Слова — не главное. Вот что уяснил Николай из дяди Сашиного совета. Наверное, Катя пошутила. Нужно у неё спросить.

***

Точно. Пошутила. Когда этим же вечером Коля поскрёбся в Катину комнату, она бросила на него сердитый взгляд:

— Чего тебе? — отмахнулась от сбивчивого объяснения. — Опять ты со своими глупостями! Скажи лучше, с Ольгой поговорил?

— С Ольгой? Почему? — растерялся Коля, ведь речь шла о Маше.

— Как? Ты же обещал! — сестра отбросила компьютерную мышь и развернулась вместе с креслом. — Вот навязался идиот на нашу голову! Ты совсем не соображаешь? Кто согласился мою долю покупать? А? Пушкин?

— Пушкин?

— Проклятье! — Катя вскочила и кинулась к брату, занося руку для удара.

Он не отпрянул, даже не пошевелился, чтобы тронуть обожженную пощёчиной скулу.

— Прости. Я забыл.

— Забыл он, — сестра трясла кистью, ей тоже было больно. — Вот что! Не смей откладывать, прямо сейчас иди к Ольге и скажи, что согласен потратить деньги на покупку части квартиры. Запомнил? — усмехнулась, когда Коля поспешно кивнул, и пояснила. — Ты не спрашиваешь разрешения. Это твои деньги. Просто ставишь её в известность. На следующей неделе запишемся к нотариусу. Ты и я. Всё! Проваливай, мне нужно статью в журнал отправлять.

Чувство вины затопило по самую макушку. Катя права: он обещал ей и не выполнил. Всё время думал только о Маше, а сестра ждала. И сейчас ждёт.

Поплёлся на кухню, Оля готовила ужин.

Она обернулась, посмотрела приветливо и сразу же нахмурилась:

— Что у тебя с щекой?

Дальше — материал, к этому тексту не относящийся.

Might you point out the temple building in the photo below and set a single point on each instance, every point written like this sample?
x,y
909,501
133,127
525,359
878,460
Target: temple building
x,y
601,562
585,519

Почему красная?

Коля растерянно осмотрелся, втянул ноздрями приятный аромат горячего плова, взял со стола бумажный пакетик с лаврушкой и стал перебирать пальцами, с тихим треском руша сухие листики.

— Оля… Оля…

— Что случилось? — сестра подошла ближе, отняла пакет и посмотрела в глаза. — Неприятности на работе? Тебя увольняют?

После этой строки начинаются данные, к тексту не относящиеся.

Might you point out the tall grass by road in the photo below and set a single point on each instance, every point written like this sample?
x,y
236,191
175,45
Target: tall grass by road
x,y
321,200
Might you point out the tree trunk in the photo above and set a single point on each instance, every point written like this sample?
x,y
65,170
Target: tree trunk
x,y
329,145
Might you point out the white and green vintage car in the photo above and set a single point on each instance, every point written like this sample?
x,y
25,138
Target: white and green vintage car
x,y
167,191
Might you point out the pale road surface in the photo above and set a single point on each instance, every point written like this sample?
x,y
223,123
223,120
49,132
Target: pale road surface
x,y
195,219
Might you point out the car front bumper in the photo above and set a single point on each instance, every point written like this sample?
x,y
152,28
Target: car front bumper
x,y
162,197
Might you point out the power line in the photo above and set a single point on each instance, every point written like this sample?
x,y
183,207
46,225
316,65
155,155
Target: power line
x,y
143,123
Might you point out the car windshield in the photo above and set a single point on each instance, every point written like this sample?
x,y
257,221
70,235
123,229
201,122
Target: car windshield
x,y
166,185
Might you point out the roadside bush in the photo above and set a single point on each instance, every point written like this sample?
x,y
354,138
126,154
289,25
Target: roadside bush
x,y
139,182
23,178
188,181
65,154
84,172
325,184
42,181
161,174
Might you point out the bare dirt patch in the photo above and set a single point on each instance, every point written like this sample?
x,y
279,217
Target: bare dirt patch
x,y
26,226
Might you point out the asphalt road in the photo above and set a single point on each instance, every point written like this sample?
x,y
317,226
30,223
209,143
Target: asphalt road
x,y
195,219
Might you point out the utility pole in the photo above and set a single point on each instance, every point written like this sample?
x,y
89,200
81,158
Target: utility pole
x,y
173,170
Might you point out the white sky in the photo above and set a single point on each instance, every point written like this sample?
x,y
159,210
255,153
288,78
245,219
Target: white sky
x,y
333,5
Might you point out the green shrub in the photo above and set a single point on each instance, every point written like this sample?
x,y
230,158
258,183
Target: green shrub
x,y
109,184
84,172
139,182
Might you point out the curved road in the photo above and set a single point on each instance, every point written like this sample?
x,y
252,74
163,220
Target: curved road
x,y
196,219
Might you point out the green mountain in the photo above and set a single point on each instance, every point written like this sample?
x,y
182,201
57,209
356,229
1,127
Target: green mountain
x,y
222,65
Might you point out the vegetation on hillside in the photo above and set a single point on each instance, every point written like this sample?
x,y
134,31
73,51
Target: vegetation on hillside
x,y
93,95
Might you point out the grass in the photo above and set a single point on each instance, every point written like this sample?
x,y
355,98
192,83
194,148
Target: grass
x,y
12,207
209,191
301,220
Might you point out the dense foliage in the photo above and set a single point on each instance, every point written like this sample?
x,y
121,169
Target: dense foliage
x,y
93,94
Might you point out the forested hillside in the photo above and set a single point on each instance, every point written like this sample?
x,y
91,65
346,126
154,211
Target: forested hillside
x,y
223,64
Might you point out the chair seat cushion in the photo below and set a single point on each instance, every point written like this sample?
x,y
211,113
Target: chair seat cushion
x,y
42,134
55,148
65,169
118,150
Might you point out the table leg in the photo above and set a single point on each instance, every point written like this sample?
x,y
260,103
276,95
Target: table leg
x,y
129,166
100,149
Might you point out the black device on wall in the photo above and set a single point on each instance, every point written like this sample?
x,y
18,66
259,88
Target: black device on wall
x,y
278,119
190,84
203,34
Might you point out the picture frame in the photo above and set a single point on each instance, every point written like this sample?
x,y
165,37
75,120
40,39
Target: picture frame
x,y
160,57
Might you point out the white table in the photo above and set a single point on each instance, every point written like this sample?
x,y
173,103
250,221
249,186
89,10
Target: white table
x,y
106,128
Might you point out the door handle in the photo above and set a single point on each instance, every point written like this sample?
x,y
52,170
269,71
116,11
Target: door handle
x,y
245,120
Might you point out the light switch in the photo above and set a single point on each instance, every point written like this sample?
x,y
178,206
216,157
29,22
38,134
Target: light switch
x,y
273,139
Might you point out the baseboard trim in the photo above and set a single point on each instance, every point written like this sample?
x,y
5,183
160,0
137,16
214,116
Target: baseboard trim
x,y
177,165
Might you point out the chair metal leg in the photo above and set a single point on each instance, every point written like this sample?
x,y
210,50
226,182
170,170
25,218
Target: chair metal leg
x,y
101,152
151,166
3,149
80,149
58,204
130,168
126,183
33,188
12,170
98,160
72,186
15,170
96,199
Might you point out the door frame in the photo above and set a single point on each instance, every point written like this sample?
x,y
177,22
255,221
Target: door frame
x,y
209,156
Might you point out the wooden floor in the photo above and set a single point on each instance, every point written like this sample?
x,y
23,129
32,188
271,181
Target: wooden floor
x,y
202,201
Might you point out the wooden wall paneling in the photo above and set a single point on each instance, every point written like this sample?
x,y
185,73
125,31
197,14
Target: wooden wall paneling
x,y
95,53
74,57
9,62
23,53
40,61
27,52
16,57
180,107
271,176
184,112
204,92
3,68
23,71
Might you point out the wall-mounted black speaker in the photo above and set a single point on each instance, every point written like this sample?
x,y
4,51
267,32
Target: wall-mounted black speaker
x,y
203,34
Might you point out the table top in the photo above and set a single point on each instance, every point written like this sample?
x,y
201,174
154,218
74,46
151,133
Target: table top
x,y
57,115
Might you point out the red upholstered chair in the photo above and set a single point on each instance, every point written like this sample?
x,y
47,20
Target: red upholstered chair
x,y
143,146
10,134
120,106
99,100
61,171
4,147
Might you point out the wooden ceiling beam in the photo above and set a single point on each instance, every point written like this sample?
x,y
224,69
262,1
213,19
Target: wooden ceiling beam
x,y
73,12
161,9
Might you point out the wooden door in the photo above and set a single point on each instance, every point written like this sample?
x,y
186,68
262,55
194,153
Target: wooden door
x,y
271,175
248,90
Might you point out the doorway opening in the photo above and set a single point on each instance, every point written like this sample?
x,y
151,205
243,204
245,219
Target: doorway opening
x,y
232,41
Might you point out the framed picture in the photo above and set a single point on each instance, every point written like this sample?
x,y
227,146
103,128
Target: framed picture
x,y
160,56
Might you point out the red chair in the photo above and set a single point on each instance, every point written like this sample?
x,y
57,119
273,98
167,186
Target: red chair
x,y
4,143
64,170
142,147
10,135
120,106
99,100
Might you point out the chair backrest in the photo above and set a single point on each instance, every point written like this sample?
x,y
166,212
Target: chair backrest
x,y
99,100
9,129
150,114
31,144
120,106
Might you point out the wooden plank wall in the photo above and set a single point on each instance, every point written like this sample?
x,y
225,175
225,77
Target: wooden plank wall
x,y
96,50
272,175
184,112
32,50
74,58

— Не-е-ет… — он потряс головой. — Всё хорошо. На работе хорошо. Катя…

— Это Катюха тебя украсила? — Оля дотронулась до горячей щеки.

Коля опять отрицательно качнул головой и со вздохом сказал требуемое:

— Хочу купить её долю.

— Вот как! — Ольга, бросила пакет с лавровым листом в ящик и указала на табурет. — Сядь!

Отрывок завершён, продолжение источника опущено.